Is there evidence that churches take on liability by offering counseling services to individuals with mental health struggles? Cole says there is. And the aforementioned Nally case proves it.
From that case (and similar ones), “it seems there is potential that a court may hold a pastor or minister who provides counseling for the purpose of addressing mental health concerns to a higher standard of a licensed counselor, even though he or she may not hold himself out as such or be licensed,” says Cole. “That in and of itself creates [a] higher standard, and so that could mean that . . . the ministry would be evaluated by a court in a more stringent way.”
Though Nally is now a well-known case, Cole says it’s not the only one: “there are cases filed on a regular basis claiming that the pastor or church is liable” for the outcomes when individuals with mental illness sought help from those leaders and churches. “I just think we should proceed with an awareness of the potential liability and with a plan of action for how to address those potential pitfalls,” she says.

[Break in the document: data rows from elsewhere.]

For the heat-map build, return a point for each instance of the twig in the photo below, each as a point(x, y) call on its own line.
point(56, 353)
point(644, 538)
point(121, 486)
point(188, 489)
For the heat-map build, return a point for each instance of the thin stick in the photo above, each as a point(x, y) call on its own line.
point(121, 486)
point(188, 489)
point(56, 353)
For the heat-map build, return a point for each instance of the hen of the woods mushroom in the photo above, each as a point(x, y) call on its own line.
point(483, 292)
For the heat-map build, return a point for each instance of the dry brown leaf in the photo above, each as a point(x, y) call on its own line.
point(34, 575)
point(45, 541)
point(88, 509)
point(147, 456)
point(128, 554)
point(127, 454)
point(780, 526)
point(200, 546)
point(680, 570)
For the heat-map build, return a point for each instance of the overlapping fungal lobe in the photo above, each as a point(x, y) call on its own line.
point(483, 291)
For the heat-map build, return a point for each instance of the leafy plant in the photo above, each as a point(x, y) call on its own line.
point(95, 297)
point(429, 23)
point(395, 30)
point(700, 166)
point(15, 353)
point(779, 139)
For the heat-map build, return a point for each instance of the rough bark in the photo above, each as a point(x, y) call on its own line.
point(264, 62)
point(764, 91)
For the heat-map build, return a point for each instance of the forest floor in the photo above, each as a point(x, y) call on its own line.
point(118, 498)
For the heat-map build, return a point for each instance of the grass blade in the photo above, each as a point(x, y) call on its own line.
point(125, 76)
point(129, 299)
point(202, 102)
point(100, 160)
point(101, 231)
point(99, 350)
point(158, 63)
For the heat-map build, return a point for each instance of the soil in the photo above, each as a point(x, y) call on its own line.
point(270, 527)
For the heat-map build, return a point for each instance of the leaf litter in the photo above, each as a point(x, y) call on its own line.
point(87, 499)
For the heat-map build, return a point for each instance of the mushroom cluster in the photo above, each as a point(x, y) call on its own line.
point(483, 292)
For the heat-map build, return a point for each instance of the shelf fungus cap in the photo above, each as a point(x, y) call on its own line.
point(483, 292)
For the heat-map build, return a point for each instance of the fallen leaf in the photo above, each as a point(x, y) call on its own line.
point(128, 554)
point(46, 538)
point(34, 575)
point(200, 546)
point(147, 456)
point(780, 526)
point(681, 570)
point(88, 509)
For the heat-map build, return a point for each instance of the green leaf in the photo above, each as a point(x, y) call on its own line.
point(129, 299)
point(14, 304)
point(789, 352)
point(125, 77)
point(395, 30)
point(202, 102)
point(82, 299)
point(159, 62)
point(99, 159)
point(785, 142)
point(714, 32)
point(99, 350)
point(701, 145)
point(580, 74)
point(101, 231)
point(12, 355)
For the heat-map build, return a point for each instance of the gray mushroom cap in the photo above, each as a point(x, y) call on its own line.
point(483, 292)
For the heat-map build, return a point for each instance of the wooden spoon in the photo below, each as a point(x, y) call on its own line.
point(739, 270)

Cole says there is no one-size-fits-all approach for churches in the realm of mental health and ministry. Instead, “there are options to be considered based upon any particular church’s potential for liability and what risks they are willing to assume.” Some churches decide to still engage intentionally with ministry toward those struggling with mental health issues because they feel strongly that it’s the right thing to do. Though churches can never operate risk-free in this area (or in any other), they can manage and minimize their risk. To that end, Cole says there are a few options churches might choose:
Outsourcing mental health counseling
Outsourcing counseling for individuals with mental health issues, rather than providing it internally, ensures that the church can still make referrals but that the liability for the actual treatment will rest with another organization: hopefully one better equipped to meet the higher standards of a licensed counselor.

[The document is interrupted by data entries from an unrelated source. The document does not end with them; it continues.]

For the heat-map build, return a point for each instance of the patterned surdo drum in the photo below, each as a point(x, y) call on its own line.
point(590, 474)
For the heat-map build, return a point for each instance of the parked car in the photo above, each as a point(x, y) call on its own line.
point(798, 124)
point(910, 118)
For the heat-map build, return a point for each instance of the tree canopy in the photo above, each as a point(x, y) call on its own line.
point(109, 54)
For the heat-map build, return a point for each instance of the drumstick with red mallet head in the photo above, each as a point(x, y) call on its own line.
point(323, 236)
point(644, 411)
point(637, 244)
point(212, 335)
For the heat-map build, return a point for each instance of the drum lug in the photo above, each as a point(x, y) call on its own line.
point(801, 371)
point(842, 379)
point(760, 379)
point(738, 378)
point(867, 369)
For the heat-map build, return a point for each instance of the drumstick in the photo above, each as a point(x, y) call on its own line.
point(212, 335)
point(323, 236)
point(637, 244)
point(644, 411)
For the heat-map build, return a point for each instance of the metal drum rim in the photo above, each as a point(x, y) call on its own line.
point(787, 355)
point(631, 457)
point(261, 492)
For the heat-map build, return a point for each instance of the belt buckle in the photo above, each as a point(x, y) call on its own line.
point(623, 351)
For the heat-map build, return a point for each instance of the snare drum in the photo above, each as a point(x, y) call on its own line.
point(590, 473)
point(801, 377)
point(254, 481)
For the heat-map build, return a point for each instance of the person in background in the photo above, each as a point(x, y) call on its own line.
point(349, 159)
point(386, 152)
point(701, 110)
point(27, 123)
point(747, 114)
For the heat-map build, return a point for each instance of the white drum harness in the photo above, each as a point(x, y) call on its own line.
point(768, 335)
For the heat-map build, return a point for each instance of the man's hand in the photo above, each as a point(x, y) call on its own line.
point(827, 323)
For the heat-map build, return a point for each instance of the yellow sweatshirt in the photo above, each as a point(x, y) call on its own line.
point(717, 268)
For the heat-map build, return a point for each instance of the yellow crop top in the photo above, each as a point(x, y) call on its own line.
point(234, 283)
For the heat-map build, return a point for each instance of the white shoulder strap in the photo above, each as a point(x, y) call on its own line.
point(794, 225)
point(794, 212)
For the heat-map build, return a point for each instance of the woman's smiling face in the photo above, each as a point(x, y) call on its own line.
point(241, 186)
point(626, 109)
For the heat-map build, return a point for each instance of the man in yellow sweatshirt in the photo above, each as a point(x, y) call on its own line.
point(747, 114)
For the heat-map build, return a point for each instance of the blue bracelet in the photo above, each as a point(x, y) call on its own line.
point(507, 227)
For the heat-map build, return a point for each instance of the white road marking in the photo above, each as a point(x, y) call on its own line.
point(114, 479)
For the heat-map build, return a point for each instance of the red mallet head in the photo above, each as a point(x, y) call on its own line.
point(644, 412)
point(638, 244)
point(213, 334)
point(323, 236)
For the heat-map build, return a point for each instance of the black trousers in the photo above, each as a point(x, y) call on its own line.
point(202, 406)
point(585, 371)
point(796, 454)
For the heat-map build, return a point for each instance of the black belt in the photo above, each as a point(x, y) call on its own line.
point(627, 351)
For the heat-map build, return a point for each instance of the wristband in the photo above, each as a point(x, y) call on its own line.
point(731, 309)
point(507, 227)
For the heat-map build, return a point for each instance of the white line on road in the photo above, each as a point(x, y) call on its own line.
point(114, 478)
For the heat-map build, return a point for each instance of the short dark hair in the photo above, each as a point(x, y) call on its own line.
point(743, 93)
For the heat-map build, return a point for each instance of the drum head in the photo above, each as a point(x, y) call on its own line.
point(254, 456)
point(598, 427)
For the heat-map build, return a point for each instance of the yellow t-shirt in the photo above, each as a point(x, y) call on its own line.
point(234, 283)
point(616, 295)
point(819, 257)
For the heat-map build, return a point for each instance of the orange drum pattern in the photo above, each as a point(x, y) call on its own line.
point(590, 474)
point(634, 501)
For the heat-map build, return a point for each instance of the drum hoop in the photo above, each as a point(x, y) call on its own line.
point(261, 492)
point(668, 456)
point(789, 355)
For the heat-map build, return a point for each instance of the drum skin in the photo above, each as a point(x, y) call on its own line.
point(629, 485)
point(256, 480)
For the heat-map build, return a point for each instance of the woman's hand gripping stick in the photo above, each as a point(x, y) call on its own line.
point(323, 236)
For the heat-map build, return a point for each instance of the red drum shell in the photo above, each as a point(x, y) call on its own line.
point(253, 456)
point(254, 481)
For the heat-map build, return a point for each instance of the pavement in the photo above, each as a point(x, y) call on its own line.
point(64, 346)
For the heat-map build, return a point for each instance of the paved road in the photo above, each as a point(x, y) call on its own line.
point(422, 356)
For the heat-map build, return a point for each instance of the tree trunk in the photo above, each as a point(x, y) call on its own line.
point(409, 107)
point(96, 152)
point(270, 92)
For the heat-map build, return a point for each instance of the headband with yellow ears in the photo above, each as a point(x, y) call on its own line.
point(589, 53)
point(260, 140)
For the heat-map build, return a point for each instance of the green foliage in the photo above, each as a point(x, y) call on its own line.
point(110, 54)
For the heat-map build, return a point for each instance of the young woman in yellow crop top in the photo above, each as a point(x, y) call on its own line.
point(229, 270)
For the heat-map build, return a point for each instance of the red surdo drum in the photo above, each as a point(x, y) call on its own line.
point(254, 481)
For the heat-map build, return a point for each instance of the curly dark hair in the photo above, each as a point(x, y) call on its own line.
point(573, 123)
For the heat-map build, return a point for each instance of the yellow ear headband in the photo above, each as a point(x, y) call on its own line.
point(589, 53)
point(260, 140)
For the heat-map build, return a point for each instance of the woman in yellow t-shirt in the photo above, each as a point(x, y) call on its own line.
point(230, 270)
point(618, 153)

Licensing the church’s own counselors
Some churches have decided to make sure their counselors are licensed as mental health care professionals: “[i]n other words,” Cole explains, “if you’re going to be held to a higher standard, make sure you have the training of that higher standard.”
Pastoral counseling despite liability
Other churches take the stand that they have a spiritual and ministerial duty to serve the spiritual needs of those struggling with mental health issues. In Cole’s experience, in order to meet those spiritual needs, these churches essentially “let the chips fall where they may” from a liability standpoint.

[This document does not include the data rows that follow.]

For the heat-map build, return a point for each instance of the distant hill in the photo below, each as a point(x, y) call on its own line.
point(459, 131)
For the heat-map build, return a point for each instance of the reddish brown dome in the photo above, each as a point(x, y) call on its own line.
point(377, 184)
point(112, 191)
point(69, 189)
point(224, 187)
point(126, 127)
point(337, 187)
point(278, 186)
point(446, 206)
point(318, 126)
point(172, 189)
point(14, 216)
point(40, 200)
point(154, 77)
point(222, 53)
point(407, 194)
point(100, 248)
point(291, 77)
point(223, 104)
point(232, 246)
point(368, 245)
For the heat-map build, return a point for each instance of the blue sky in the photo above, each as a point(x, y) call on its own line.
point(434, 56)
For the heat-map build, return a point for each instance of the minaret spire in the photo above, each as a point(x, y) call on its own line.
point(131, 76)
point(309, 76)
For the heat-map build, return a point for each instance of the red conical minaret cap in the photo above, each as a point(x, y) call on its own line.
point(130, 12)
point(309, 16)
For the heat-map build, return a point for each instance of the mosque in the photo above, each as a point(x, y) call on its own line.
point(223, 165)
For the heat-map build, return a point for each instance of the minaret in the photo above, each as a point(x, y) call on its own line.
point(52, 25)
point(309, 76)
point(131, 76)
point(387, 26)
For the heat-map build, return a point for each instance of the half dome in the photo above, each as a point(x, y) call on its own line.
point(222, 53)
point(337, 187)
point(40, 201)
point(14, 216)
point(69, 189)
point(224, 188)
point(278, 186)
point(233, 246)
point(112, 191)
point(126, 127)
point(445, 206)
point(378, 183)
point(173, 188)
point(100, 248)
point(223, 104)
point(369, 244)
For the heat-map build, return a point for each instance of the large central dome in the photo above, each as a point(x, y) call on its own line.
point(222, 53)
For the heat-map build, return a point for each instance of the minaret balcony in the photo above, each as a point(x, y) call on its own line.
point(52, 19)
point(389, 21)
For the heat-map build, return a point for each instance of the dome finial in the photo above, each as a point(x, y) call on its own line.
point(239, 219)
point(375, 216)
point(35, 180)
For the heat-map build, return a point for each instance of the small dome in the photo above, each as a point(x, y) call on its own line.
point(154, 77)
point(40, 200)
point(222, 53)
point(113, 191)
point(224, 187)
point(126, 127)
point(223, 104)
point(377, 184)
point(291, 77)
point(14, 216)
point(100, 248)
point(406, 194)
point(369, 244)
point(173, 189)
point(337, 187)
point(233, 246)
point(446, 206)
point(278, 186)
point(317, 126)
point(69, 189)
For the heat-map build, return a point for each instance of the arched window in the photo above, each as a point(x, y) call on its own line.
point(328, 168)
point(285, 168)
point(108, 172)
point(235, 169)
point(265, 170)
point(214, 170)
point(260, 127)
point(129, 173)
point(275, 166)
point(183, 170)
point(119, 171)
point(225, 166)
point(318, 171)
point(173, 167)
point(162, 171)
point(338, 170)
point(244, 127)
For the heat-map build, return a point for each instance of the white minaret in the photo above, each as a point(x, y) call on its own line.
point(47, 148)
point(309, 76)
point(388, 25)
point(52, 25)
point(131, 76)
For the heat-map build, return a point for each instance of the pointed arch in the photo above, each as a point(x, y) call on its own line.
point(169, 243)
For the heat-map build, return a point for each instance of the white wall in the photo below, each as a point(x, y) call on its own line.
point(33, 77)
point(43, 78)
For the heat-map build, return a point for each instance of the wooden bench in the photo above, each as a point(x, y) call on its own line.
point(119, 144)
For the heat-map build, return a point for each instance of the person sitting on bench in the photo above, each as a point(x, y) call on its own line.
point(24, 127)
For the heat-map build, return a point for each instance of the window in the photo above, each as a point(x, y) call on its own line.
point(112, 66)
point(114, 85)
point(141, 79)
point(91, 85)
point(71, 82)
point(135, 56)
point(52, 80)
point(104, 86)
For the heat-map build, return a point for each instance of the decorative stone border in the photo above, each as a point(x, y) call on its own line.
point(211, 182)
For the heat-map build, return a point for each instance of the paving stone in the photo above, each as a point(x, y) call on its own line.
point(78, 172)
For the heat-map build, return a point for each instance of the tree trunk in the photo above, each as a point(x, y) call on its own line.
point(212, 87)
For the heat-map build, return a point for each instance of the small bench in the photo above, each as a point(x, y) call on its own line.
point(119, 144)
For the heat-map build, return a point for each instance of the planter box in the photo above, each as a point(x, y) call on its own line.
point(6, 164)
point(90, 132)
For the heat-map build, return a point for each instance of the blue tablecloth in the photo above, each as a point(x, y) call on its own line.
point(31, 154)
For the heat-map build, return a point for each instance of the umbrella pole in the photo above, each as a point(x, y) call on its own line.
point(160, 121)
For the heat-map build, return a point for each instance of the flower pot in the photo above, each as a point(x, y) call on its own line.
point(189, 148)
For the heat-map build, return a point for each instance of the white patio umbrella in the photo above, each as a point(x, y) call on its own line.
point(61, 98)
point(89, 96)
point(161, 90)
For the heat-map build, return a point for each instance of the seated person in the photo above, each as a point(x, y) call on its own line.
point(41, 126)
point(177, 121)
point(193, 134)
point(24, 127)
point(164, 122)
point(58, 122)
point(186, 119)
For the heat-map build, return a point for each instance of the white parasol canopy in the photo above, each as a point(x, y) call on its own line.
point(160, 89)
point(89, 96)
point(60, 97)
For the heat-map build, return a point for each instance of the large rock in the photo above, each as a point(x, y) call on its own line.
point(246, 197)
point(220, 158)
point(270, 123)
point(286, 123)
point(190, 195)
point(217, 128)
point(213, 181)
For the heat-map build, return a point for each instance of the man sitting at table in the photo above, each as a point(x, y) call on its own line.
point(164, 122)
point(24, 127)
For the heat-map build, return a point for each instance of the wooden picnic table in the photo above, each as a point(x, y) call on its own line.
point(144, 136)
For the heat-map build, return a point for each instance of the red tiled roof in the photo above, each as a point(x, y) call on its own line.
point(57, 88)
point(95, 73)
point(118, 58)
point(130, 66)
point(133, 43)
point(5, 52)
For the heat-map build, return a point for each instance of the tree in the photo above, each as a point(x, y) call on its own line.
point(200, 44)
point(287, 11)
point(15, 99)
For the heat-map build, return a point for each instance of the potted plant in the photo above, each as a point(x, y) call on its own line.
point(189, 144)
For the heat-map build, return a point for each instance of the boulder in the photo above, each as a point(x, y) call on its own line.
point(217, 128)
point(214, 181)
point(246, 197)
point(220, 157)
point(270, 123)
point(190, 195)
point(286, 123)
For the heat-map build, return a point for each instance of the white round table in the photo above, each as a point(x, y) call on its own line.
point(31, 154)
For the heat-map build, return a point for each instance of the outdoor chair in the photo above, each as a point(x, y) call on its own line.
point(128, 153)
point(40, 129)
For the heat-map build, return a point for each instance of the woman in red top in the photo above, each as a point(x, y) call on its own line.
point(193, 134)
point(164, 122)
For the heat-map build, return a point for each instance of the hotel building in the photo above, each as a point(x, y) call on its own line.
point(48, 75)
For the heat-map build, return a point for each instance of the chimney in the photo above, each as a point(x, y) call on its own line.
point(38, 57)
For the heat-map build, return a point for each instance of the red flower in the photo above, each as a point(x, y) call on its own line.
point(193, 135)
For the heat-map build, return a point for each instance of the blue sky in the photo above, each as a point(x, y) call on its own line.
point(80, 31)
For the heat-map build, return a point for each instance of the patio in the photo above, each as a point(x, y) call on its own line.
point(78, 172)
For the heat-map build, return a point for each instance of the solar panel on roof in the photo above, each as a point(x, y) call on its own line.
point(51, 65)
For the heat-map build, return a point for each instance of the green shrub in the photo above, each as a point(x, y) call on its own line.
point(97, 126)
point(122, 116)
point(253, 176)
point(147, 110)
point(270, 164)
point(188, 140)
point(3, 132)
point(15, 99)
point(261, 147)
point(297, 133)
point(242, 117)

Those in support of this stance may receive partial support from the fact that relatively few churches to date have been successfully sued for ministering (or attempting to minister) to those with mental health issues. The Nally case occurred in the 1980s—almost 30 years ago—and it’s likely the most relevant case to date. It’s important to note, however, that even if churches haven’t been sued over such issues often, that could change in the future—and the legal landscape may already be changing.
“It used to be unusual for churches to be brought to court, unusual for a church to be sued or a pastor to be sued. [It was] certainly unusual for a pastor to be sued simply because they’re trying to help,” says Cole. “Unfortunately, our current climate reflects an increase in cases filed against churches and pastors across the board, including litigation in the context of church counseling.”
In fact, warns Cole, some jurisdictions in the country have already taken steps to hold even church counseling to the standard of a licensed counselor. Cole says this higher standard creates the potential for a church to be sued if its counseling ministry to mental health issues proves unhelpful or even harmful.
Crafting a policy for in-house pastoral counseling
That potential for a lawsuit is a large warning flag to leaders charged with the risk management of a church and its ministry. But there are ways to approach and mitigate the legal risks associated with offering pastoral counseling to those with mental health issues. Cole offers three guidelines:
- Churches should have a counseling policy. “That [policy] will address the potential legal pitfalls, and it will outline for both counselor and counselee what that church’s approach is internally.”
- If a church does provide counseling internally, it should be (I) biblical counseling and (II) limited to a specific number of sessions. Failing to have one or both of these components opens up a church to “arenas where, in case law, we’ve seen potential for increased liability over time.”
- Once counseling sessions are complete, a church should provide its counselee with a referral to an individual or organization that can provide licensed counseling for mental health. “It’s important that churches have referrals at the ready to someone who is a licensed professional.”
The pastoral argument for ministering despite risks
Stanford, Hoefs, and others who are on the ministry side of this issue view the legal liability as incredibly small. And from a pastoral standpoint, they argue that with a need so great and a problem so widespread, the greater danger for ministry lies in churches not engaging these issues in practical ways.